Tartışmalar haftalarca sürdü çünkü kabile reisleri bu görevi bir birlerine kaptırmayacaklarına yemin etmişlerdi. İnşaat yarım kalmış ve sorun çözülmüyordu. Yine inşaatın yanında toplanan kabile reisleri arasında tartışmalar devam ederken içlerinden birisi şöyle bir teklif ileri sürdü. Şöyle ki; aklıma bir fikir geldi eminim ki hepinizde kabul edeceksinizdir. Buraya gelen ilk kişiyi bekleyelim onu hakem tayin edelim ve ona fikrini soralım o ne derse o olsun. Bu teklif tüm kabile reislerince kabul edildi. Kimin geleceğini görmek için hepsi de gözetlemeye başladı. Bir süre sonra HZ. Muhammed ( sav) göründü. Herkes derin bir nefes aldı çünkü onun adil bir karar vereceğine hepsi emindi güvenilirdi. Ona aldıkları kararı izah ettiler.

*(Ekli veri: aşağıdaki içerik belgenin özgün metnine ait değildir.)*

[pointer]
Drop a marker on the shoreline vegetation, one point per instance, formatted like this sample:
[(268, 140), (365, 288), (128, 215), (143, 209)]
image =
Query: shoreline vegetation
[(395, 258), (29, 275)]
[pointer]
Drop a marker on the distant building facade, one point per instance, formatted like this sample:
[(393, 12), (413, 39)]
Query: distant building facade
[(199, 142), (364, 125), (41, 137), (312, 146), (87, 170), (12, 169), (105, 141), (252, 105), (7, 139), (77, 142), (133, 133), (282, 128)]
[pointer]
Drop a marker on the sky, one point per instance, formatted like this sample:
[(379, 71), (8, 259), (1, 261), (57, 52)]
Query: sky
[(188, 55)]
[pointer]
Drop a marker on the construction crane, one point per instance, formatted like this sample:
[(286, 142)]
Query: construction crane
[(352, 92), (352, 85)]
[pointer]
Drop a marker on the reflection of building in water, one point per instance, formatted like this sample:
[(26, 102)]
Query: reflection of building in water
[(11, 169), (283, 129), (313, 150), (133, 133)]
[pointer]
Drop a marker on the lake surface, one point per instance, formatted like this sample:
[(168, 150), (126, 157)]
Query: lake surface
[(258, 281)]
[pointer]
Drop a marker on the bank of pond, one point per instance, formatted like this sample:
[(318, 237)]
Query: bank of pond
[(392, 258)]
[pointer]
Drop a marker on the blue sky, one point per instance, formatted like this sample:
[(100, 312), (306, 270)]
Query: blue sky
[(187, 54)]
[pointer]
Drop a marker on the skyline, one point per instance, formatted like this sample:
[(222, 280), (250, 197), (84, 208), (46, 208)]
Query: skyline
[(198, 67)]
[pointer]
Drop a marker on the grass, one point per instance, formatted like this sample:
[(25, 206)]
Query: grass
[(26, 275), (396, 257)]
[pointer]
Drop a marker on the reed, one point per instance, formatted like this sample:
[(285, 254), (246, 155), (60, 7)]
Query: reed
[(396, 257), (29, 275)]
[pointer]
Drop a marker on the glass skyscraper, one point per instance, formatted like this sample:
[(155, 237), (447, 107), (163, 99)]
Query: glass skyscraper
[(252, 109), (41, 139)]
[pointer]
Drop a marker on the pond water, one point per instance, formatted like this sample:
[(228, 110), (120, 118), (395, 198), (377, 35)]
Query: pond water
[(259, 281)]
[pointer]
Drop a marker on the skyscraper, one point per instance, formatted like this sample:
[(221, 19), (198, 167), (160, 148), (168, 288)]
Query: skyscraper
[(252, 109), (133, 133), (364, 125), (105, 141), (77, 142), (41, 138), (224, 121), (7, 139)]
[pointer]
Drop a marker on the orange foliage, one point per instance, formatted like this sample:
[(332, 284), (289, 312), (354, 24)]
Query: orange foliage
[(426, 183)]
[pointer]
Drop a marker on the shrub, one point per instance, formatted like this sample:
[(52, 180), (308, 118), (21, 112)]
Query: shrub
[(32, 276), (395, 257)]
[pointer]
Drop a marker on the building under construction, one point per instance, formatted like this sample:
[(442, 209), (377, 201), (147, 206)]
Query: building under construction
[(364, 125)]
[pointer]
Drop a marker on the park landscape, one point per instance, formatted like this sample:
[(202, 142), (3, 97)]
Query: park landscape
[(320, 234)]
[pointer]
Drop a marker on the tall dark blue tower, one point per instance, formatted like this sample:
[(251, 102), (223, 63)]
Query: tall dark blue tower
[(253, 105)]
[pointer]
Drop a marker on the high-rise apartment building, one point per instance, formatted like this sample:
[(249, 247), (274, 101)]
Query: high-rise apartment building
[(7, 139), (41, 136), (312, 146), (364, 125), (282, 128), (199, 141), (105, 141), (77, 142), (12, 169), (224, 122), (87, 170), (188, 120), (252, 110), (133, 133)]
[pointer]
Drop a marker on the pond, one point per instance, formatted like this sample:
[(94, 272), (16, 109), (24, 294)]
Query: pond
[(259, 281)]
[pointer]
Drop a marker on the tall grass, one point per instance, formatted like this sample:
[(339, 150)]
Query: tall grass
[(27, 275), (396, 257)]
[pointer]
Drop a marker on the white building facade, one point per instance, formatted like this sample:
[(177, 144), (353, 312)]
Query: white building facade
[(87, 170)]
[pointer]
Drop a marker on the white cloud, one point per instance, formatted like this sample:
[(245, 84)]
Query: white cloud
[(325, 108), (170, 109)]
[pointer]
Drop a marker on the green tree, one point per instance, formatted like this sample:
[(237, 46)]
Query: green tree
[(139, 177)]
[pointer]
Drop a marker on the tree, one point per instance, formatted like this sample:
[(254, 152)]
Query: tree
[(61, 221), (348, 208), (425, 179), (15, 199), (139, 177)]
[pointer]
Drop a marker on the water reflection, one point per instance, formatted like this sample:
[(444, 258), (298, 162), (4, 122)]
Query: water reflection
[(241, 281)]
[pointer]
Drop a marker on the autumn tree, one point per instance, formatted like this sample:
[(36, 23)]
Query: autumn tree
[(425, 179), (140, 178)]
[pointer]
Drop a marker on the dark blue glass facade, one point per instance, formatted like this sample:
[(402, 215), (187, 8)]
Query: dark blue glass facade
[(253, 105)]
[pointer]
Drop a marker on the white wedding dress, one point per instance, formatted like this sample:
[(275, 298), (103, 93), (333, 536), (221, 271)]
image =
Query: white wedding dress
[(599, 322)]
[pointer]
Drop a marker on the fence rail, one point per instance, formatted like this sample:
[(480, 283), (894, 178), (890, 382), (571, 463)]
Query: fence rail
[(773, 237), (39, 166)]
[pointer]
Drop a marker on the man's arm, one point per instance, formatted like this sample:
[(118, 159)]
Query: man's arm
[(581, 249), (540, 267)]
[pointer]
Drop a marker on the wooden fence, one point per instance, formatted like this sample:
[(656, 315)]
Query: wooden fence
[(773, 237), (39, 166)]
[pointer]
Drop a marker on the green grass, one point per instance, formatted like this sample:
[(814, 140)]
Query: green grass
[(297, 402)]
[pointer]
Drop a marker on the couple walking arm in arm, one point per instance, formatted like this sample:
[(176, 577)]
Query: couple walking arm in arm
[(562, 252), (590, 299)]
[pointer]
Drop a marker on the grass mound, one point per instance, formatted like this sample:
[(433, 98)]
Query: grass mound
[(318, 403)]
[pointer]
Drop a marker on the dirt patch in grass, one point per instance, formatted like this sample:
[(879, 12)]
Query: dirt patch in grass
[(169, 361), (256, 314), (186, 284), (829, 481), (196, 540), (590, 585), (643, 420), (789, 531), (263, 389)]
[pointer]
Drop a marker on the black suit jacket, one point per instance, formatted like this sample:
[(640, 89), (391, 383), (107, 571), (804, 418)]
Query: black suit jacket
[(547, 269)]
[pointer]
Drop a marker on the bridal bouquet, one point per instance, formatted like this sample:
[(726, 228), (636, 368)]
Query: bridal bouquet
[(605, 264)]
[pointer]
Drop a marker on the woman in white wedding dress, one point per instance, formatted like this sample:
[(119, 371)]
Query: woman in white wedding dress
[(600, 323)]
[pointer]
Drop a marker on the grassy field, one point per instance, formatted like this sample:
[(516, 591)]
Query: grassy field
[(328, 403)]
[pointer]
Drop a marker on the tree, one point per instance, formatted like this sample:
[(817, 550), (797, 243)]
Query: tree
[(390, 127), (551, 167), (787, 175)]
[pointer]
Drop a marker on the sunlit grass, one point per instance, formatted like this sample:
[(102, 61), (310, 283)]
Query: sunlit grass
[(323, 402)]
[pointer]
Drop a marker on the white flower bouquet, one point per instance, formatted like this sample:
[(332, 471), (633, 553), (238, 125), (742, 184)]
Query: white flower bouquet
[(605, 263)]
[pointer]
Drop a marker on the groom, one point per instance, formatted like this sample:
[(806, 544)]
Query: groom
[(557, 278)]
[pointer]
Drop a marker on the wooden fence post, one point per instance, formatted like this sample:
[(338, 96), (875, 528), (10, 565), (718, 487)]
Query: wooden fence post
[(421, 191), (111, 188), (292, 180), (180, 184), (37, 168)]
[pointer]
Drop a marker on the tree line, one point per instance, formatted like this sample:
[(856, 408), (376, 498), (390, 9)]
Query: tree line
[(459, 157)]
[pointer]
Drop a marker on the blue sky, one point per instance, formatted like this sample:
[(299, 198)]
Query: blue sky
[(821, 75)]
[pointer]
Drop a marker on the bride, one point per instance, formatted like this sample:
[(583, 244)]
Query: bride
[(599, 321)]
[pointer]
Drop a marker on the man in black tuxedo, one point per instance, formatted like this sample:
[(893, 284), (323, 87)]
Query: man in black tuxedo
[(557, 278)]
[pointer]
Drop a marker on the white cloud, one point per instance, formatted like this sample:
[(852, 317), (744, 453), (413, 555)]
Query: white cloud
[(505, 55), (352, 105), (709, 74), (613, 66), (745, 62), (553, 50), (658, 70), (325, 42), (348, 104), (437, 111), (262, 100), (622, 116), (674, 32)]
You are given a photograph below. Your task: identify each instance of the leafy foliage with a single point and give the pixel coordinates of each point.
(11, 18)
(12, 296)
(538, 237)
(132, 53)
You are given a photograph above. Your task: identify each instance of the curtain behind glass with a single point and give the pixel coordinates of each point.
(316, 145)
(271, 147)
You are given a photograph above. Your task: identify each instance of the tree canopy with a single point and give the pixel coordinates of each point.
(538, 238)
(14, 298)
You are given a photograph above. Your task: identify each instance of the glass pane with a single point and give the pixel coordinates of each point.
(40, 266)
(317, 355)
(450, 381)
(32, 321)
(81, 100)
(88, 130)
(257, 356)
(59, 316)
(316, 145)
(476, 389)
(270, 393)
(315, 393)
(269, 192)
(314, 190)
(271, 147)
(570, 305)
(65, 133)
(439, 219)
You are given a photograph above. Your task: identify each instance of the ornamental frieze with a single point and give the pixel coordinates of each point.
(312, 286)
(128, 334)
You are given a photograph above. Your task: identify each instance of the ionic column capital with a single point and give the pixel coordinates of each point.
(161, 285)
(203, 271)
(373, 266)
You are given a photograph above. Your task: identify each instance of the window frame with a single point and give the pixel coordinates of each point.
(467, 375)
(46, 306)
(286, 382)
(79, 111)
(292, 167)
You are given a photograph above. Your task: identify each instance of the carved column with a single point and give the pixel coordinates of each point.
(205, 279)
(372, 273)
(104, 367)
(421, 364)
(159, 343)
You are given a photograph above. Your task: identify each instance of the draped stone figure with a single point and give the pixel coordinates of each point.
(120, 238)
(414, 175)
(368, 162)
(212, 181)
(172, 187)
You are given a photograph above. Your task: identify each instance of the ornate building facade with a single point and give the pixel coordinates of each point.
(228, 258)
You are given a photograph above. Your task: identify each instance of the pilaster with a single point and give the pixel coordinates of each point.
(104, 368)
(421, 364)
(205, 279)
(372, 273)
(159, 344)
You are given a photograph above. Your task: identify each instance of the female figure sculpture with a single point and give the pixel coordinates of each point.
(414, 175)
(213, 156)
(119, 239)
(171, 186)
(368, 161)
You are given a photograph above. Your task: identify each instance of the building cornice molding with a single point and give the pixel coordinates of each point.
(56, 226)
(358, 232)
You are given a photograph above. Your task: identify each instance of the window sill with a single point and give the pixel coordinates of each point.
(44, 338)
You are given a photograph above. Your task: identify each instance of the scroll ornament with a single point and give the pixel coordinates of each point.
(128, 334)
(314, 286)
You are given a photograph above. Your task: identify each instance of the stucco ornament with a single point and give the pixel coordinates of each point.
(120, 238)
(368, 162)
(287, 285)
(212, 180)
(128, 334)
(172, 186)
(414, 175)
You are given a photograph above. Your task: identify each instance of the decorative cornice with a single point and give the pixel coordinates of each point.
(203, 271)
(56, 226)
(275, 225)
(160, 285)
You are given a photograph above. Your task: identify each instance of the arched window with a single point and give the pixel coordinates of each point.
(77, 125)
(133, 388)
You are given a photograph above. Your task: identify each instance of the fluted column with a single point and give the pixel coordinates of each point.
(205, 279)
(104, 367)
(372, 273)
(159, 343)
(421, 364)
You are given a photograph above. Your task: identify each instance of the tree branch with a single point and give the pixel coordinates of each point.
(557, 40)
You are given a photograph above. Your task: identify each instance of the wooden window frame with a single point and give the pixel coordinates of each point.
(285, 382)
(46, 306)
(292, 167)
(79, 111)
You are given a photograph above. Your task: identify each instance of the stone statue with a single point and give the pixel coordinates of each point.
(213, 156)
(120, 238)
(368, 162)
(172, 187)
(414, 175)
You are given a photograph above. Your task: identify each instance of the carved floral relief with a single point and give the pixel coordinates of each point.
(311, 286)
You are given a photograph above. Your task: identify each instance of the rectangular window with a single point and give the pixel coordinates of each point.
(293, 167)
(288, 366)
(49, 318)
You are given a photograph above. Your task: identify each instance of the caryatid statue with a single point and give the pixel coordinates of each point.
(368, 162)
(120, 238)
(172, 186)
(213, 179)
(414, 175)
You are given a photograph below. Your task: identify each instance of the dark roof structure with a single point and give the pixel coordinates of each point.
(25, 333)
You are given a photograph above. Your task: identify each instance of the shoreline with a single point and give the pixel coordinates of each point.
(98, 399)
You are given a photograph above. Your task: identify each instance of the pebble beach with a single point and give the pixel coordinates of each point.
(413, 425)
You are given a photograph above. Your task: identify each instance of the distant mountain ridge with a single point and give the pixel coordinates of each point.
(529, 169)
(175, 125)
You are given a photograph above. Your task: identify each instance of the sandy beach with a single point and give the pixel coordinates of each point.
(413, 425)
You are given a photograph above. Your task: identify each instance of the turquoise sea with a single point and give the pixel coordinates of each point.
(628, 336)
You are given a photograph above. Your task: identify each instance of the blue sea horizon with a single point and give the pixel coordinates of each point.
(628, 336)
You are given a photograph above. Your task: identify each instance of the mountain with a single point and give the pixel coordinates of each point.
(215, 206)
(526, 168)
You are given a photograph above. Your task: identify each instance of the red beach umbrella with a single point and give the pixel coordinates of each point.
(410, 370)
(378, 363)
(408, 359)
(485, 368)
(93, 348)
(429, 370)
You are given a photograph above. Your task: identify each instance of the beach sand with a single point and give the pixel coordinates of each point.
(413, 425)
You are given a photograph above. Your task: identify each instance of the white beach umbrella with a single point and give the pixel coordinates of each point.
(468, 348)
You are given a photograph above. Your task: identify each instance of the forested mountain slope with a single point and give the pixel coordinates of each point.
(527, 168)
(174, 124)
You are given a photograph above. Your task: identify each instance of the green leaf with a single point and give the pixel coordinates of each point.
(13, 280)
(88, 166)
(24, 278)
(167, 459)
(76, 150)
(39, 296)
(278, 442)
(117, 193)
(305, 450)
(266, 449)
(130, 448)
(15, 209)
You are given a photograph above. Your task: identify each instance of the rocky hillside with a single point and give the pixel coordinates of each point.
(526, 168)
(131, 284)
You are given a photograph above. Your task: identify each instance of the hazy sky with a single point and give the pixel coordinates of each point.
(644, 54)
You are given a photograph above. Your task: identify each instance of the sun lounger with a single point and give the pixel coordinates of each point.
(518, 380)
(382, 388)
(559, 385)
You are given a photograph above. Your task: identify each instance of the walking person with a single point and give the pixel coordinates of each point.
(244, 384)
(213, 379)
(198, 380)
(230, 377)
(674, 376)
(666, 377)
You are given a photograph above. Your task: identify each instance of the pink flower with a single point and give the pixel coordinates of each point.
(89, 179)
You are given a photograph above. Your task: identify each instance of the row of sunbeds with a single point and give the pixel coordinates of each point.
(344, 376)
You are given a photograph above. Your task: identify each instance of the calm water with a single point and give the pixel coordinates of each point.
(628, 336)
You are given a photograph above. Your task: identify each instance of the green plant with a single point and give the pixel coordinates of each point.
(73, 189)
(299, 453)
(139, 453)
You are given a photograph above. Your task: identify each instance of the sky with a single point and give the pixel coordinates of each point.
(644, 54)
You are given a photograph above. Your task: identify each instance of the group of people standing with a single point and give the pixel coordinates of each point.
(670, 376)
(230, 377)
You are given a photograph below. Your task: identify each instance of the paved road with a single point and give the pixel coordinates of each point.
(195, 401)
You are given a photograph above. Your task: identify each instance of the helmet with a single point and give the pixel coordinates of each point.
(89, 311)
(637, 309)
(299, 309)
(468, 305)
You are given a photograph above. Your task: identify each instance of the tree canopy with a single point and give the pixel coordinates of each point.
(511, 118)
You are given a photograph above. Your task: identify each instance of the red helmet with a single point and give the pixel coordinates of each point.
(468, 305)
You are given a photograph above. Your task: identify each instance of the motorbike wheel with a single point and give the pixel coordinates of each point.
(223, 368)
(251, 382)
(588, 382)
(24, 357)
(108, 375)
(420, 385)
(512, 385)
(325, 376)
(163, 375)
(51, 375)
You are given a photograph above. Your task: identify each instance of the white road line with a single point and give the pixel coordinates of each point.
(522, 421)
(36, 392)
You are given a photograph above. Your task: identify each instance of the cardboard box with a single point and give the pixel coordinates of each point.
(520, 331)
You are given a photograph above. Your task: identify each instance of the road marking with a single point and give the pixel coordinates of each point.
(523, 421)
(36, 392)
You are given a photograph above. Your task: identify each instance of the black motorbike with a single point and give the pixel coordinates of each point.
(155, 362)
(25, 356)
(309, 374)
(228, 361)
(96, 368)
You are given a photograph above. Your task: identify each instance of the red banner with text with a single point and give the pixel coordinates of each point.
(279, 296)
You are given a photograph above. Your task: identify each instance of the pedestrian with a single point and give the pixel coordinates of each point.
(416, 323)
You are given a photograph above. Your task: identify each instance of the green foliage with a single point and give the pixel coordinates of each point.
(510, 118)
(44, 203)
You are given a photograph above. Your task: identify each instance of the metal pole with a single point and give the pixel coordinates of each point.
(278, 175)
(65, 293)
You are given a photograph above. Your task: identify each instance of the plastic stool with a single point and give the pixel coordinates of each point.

HZ. Muhammed (sav) bir süre düşündükten sonra bana büyük bir örtü getirin dedi. Hemen örtüyü getirdiler. HZ: Muhammed (sav) örtüyü yere serdi ve Hacerül Esved taşını örtünün üzerine koydu. Tüm kabile reislerini çağırdı ve hepsinin örtünün ucundan tutmasını istedi. Böylece kabile reisleri Hacerül esved taşını taşıma şerefine nail oldu.

Taşın konulması gereken yere gelindiğinde HZ. Muhammed ( sav) Hacertül Esveti alarak yerine koydu. Böylelikle sorun çözülmüş oldu. Aynı zamanda da yaşana bilecek muhtemel savaşta önlenmiş oldu.

Çocukluğu ticaret içinde gecen Hz. Muhammed’in ( sav) yirmili yaşından itibaren azimli itibar sahibi çok güzel ahlaklı olgun hal ve hareketleriyle güvenilirliğiyle dikkatleri üzerine çeken bir tüccar idi. Ona artık Muhammed-ül emin yani her hususta güvenilir olarak kabul ediliyordu.

İşte bu özellikleri dolayısıyla ki, uzak bir yerlere giden kimseler kıymetli eşyalarını ona teslim ederlerdi.

Kervanlarının başında onun olduğunu bilmek mal sahiplerinin içini rahatlatırdı. Çünkü kervanın kazancını en doğru bir şekilde kervan sahibine verileceğine hiçbir kimse şüphe etmezdi.

Onun ne kadar güvenilir olduğunu Mekke’nin zengin tüccarlarından Hatice de duymakta gecikmedi. Hatice çok şerefli dul bir kadındı ve böylece sermaye Hatice’den Emeği Hz. Muhammed’den olmak üzere ticari ilişkiler başladı. Başarılı ve dürüst ticareti ile Hz. Hatice’yi her zaman memnun etti. Nihayet Hz Hatice ona evlilik teklifinde bulundu. Hz. Muhammet (sav) 25 yaşında Hatice anamız ise daha yaşlı idi ve evlendiler. İlk olarak erkek evlatları doğdu. İsmi kasım o günden sonra Hz. Muhammedin künyesi Ebul Kasım diye anılmaya başladı. Fakat kasım henüz iki yaşamadan öldü. Kasımdan sonra Zeynep, Rüküye, Ümmü Gülsüm ve Fatıma isimlerinde 4 kızı daha olmuştur. Çok huzurlu bir aile yaşantısı ve toplum içinde saygın bir konumu ve yine çok başarılı bir iş hayatı peygamberliğinden önceki Hz Muhammed (sav) efendimizdir.

Not: Arap toplumlarında insanlar ilk erkek çocukları doğduktan sonra onun adı ile anılırlardı. Ebu ( babası Ümmü annesi kelimesine çocuğun adı eklenirdi. Bu şekildeki isimlendirmeye künye adı verilirdi. İşte peygamberimiz ( sav) efendimizim künyesi de Ebul Kasım yani Kasımın babası denirdi. Saygılarımla.